Robust expansion of hiPSC-HLCs in FRGS mice with agonist c-Met mAb 5D5 treatment. (A) Schematic design of PHH and hiPSC-HLC transplantation in FRGS mice with JO2 and gradual NTBC withdrawal-induced mild liver injury, with or without weekly c-Met agonistic antibody 5D5 treatment. (B) Serum hALB levels of FRGS mice that received PHH and hiPSC-HLC transplantation with or without agonist c-Met mAb 5D5 treatment from week 0 to 8 after transplantation (n=6/group). (C) The transplanted mice liver cells were perfused with collagenase and were analysed by FACS for the ratio of the hALB+ cells at week eight after transplantation (left, n=6/group) and linear regression analysis of the relationship between the serum hALB level and ratio of hALB+ cells in total liver cells (right, n=6/group). (D) Statistics of IF staining for the hALB+ cells collected from the PHH- and hiPSC-HLC-transplanted mice with or without agonist c-Met mAb 5D5 treatment at week eight after transplantation (n=6/group). (E) Typical images of IHC staining for the number and distribution of hALB+ cells in the PHH- and hiPSC-HLC-transplanted mice with or agonist c-Met mAb 5D5 treatment at week eight after transplantation (bar=100 μm), and (F) Statistics of IHC staining for IHC staining in different views (n=6/group). (*P <0.05, **P <0.01, ***P <0.001. NS indicates no significance).(Click on the image to enlarge.)
Visualization of the intrahepatic proliferation of implanted Luc-hiPSC-HLCs. (A, B) Living images of the luciferase signal of Luc-hiPSC-HLC-transplanted mice with or without 5D5 treatment at weeks 1 and 8 after transplantation. Mice without transplantation were set as controls. (C) Total luciferase signal in the liver areas of Luc-hiPSC-HLC-transplanted mice with or without 5D5 treatment at weeks 1 and 8 after transplantation (n=5/group). (**P <0.01, NS indicates no significance; U.D. indicates undetectable).(Click on the image to enlarge.)
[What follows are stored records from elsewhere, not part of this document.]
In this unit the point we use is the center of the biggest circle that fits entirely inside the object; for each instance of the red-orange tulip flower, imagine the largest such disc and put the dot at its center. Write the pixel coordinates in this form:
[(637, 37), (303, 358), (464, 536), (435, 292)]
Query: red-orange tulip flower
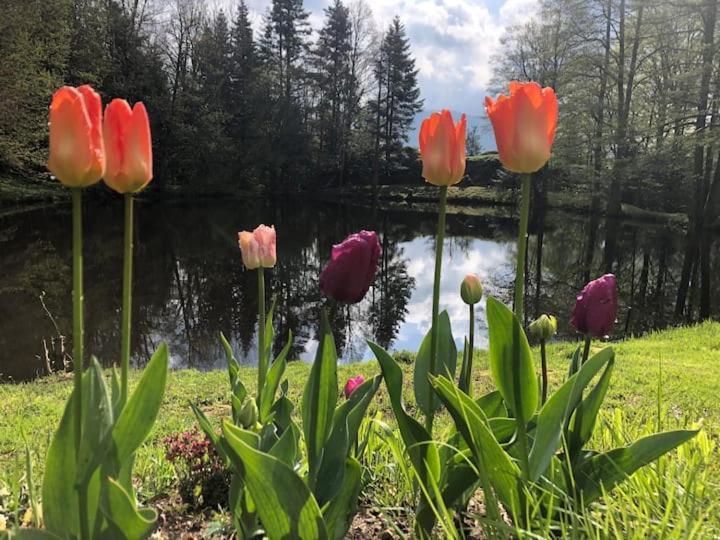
[(77, 154), (524, 125), (442, 148), (128, 146)]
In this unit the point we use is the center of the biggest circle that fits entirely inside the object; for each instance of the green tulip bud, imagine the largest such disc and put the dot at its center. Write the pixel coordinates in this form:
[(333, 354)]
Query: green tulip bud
[(248, 414), (471, 289), (543, 328)]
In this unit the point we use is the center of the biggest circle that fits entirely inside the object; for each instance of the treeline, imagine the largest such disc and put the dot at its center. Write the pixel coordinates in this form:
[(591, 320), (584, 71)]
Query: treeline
[(288, 108), (639, 87)]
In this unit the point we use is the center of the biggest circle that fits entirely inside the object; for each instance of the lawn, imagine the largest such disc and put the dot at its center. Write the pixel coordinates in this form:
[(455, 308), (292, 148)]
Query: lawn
[(663, 380)]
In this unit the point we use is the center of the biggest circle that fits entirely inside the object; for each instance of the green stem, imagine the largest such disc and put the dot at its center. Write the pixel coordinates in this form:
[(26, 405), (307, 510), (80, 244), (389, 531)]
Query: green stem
[(586, 350), (78, 337), (439, 239), (127, 299), (543, 361), (262, 360), (471, 349), (519, 298)]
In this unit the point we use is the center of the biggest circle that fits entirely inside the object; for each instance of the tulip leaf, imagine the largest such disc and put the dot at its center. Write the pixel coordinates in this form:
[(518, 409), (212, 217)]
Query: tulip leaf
[(346, 423), (511, 363), (445, 364), (283, 501), (127, 520), (601, 472), (587, 412), (58, 488), (275, 373), (418, 443), (492, 462), (139, 414), (339, 511), (319, 398)]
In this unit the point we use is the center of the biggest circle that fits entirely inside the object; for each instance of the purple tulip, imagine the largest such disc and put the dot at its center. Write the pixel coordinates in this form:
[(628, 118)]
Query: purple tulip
[(352, 384), (596, 307), (351, 270)]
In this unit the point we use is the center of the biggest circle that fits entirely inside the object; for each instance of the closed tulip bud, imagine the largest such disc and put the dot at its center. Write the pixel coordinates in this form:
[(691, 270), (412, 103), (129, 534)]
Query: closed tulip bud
[(543, 328), (77, 151), (128, 146), (351, 270), (471, 289), (248, 414), (352, 384), (596, 307), (442, 148), (524, 124), (258, 248)]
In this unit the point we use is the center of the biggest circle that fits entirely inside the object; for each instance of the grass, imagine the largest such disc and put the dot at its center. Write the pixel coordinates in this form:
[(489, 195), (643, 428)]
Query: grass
[(663, 380)]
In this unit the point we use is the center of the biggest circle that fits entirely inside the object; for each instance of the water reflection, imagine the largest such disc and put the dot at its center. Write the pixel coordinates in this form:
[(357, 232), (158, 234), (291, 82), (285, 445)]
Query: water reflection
[(190, 284)]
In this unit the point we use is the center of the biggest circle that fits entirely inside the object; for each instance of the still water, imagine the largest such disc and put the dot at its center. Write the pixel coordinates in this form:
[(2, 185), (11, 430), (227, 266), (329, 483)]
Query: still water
[(190, 284)]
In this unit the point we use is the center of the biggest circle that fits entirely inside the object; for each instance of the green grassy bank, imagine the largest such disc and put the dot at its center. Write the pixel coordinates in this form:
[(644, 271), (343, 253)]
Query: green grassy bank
[(668, 378)]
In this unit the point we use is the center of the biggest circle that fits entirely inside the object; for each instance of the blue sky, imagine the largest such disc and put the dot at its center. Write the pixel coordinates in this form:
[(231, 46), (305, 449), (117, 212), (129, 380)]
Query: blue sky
[(453, 41)]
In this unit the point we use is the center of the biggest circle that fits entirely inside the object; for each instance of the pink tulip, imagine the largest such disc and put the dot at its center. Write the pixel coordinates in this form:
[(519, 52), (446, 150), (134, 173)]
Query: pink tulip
[(596, 307), (352, 384), (258, 248), (351, 270)]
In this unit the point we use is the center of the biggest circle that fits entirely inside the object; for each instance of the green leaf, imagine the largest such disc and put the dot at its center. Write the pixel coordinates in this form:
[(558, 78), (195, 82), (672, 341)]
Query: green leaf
[(445, 364), (339, 511), (511, 363), (492, 405), (137, 418), (605, 471), (319, 398), (97, 422), (58, 488), (346, 423), (491, 460), (557, 411), (283, 501), (120, 510), (587, 411), (275, 373), (419, 444)]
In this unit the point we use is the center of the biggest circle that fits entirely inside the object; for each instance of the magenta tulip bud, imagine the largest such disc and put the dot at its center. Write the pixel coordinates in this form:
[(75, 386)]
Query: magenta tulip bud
[(596, 307), (351, 270), (352, 384)]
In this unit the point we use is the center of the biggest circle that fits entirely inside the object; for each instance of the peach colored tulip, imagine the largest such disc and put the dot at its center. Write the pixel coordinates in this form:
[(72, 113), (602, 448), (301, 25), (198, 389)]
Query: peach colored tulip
[(258, 247), (524, 125), (128, 146), (77, 153), (442, 148)]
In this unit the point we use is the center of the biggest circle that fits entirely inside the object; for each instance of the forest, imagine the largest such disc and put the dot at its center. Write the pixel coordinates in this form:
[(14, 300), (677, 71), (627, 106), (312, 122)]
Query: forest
[(281, 108)]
Additionally, 5D5-induced robust expansion of hiPSC-HLCs in the mouse liver was also demonstrated to be reversible (Supplementary Fig. S6). Furthermore, IHC staining for hALB+ cells in the liver lobes displayed that 5D5 treatment significantly improved the chimerism of implanted hiPSC-HLCs but has little effect on implanted PHHs (Fig. 3 E, F). To directly visualize cell proliferation in vivo, we constructed Luc-hiPSC-HLCs and transplanted the cells into FRGS mice following the same protocol in Fig. 3A. All hiPSC-HLC-transplanted mice showed similar luciferase signals in the liver areas before 5D5 treatment (week 1 after transplantation) (Fig. 4A and Fig. 4C, left). By contrast, significantly higher luciferase signals were observed in 5D5-treated mice at week 8 after transplantation (Fig. 4B and Fig. 4C, right). In summary, these results demonstrated that the 5D5 regimen significantly facilitated the in vivo expansion of functional hiPSC-HLCs in FRGS mice.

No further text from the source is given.